我气得骂道,“你丫挺的就是想让我给你早点儿报销!说那么多借口。”我俩插科打诨,气氛也缓解不少,费平收起玩笑问我。
“现在去哪儿?”
我略一沉吟,“去接千惠,我还是担心这俩丫头。”我指指佳奈,她负气地说。
“老师,我都多大人了,你还叫我小丫头。

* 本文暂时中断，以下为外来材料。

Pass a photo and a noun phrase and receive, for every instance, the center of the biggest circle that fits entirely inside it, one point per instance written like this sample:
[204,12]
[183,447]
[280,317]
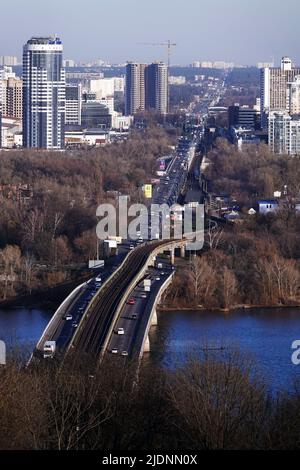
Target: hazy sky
[243,31]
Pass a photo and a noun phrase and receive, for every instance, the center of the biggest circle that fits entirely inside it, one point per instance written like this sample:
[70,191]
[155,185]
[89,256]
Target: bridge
[113,315]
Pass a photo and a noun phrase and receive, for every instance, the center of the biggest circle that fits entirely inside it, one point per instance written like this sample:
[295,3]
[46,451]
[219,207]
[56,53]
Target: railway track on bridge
[97,321]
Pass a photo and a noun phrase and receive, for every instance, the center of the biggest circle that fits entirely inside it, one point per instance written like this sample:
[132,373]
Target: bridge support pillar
[154,319]
[172,256]
[147,344]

”
徐厚生坐在家里,他心情不错,这段日子一切都很顺利,上级已经找自己谈过话了,高度表扬他临危受命,处事果敢沉着,将樱花国人的阴谋粉碎了。
看来没多久自己又要“高升”了,徐厚生美滋滋地想,他打开电视机,想看看晚间新闻。
电视里的主持人正在插播一条快讯。
“今天下午,人民路发生一起挟持事件,樱花国易学代表团的安倍健先生被挟持,警方正在调查……”
徐厚生差点儿跳起来,他急忙凑到了电视机前,电视屏幕上,他看到了那个瘸子!
他在干什么?
徐厚生在心里打了个问号,他急忙抓起了手机。
我们已经赶到了旅店,佳奈敲开门时,千惠正趴在**打游戏,看到我们回来,她乐得跳了起来。
“老师、师公,你们可算来接我了,这一大下午,我都快无聊死了。”
佳奈没好气的瞪了她一眼,“又玩游戏?你就不会趁着空闲好好学习下吗?”
千惠不高兴的嘟嘴,但又不敢顶嘴,我笑着安慰她,“没事儿,适当玩会儿有什么不可以的,学习要有时有晌。”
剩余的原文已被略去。